A big, big, big disappointment



Does size really matter?
Apparently it does in West Texas. Everything is big — big sky with not a cloud in it, but marked with white tailings from every jumbo jet cruising by; big highways with semis playing truck tag all day, often forgetting that little rigs are politely trying to share the pavement in the Canadian way; big cities in the eastern part of the state, leaving the west laid bare to the world, but for El Paso, big only in its sprawl of low-rise structures.

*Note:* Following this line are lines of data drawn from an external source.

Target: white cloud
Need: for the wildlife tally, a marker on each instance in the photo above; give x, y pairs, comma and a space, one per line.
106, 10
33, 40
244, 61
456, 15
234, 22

And bare it is. Little vegetation in all that high desert, few houses, small towns that add new meaning to the word poverty. Some towns are burdened with a name simply because there are two gas stations, one on either side of the interstate, the kind of place that when you stop, you thank the powers that be it isn’t your job to pump the gas nor your fate to live there for all your days.
It’s big prairie, as flat as any on the Canadian side of the border, with cattle occasionally coming into focus. The drivers know they’re out there somewhere because the highway is lined with relatively low fencing.
What is small is the vegetation. Few trees but scrub brush everywhere. In another time, it likely reduced soil erosion caused by a relentless wind. Now branches’ sole purpose seems to be to catch the ubiquitous white plastic grocery bags as they sail by. Canadians accustomed to recycling nearly everything are shocked when a restaurant meal is delivered on a plastic plate, with plastic cutlery for famed Texas barbecue. The drink cups are Styrofoam. Bring on the garbage bags. Why wash when you can throw it out?
And as an aside, famed Texas barbecue doesn’t deliver. Moe’s Original Bar B Que in North Carolina, following Alabama protocol, and a Louisiana version at Jason’s Diner in Port Allen, knock Texas on its ribs.
But west Texas has come across with a delightful state park jutting out of prairie. Balmorhea State Park, just outside the small town of the same name, promises an oasis and delivers. The pools formed by mineral springs appear as conventional swimming pools filled with water at a year-round 72-degree water (about 21C). Signs lining the pools explain how the springs form deep beneath the earth and how that water is captured for human use. They mention the man-made pool has a bottom that is a hard surface in some areas but is all natural in others. Developed during the Depression by the Work Progress Administration, the pools’ outflow forms a cienega, the Spanish term for a natural marsh.
Ian, who will flail his way out of any waterway when the suggestion is made of marine life swimming beneath him, is stunned to see a half-dozen large catfish making for his lily white toes as he sits on the pool’s steps.
He can swim quite fast.
As much as San Antonio captured our imagination in a big way, with the exception of one park, West Texas lost it.